Economic Collapse Blog ^ | January 17th, 2013 | By Michael Snyder

Posted on 07/28/2013 8:43:59 PM PDT by SatinDoll

Submitted by Michael Snyder via The Economic Collapse blog,

If you want to frighten Baby Boomers, just show them the list of statistics in this article. The United States is headed for a retirement crisis of unprecedented magnitude, and we are woefully unprepared for it. At this point, more than 10,000 Baby Boomers are reaching the age of 65 every single day, and this will continue to happen for almost the next 20 years. The number of senior citizens in America is projected to more than double during the first half of this century, and some absolutely enormous financial promises have been made to them.

So will we be able to keep those promises to the hordes of American workers that are rapidly approaching retirement? Of course not. State and local governments are facing trillions in unfunded pension liabilities. Medicare is facing a 38 trillion dollar shortfall over the next 75 years. The Social Security system is facing a 134 trillion dollar shortfall over the next 75 years. Meanwhile, nearly half of all American workers have less than $10,000 saved for retirement.

The truth is that I was being incredibly kind when I said earlier that we are "woefully unprepared" for what is coming.
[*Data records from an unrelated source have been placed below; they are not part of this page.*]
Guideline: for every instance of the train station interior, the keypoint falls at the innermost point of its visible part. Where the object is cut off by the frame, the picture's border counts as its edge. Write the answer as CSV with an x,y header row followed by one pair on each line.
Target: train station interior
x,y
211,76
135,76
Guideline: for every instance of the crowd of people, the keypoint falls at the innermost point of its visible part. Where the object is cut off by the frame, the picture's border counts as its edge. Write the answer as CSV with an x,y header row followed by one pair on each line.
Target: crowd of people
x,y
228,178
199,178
The biggest retirement crisis in history is rapidly approaching, and a lot of the promises that were made to the Baby Boomers are going to get broken.

The following are 35 incredibly shocking statistics that will scare just about any Baby Boomer...
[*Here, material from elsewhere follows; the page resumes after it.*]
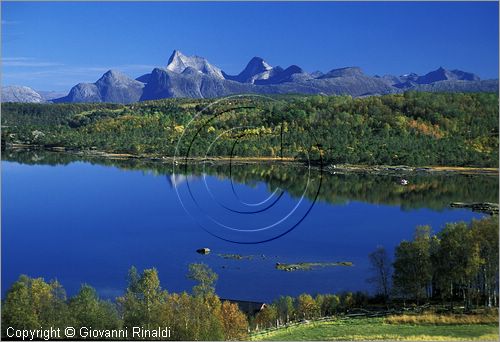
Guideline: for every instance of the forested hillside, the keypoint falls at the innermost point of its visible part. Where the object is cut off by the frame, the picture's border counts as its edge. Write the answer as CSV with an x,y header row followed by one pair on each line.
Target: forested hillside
x,y
414,128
1. Right now, there are somewhere around 40 million senior citizens in the United States. By 2050 that number is projected to skyrocket to 89 million.

2. According to one recent poll, 25 percent of all Americans in the 46 to 64-year-old age bracket have no retirement savings at all.

3. 26 percent of all Americans in the 46 to 64-year-old age bracket have no personal savings whatsoever.

4. One survey that covered all American workers found that 46 percent of them have less than $10,000 saved for retirement.

5. According to a survey conducted by the Employee Benefit Research Institute, "60 percent of American workers said the total value of their savings and investments is less than $25,000".

6. A Pew Research survey found that half of all Baby Boomers say that their household financial situations have deteriorated over the past year.

7. 67 percent of all American workers believe that they "are a little or a lot behind schedule on saving for retirement".

8. Today, one out of every six elderly Americans lives below the federal poverty line.

9. More elderly Americans than ever are finding that they must continue working once they reach their retirement years. Between 1985 and 2010, the percentage of Americans in the 65 to 69-year-old age bracket that were still working increased from 18 percent to 32 percent.

10. Back in 1991, half of all American workers planned to retire before they reached the age of 65. Today, that number has declined to 23 percent.

11. According to one recent survey, 70 percent of all American workers expect to continue working once they are "retired".

12. According to a poll conducted by AARP, 40 percent of all Baby Boomers plan to work "until they drop".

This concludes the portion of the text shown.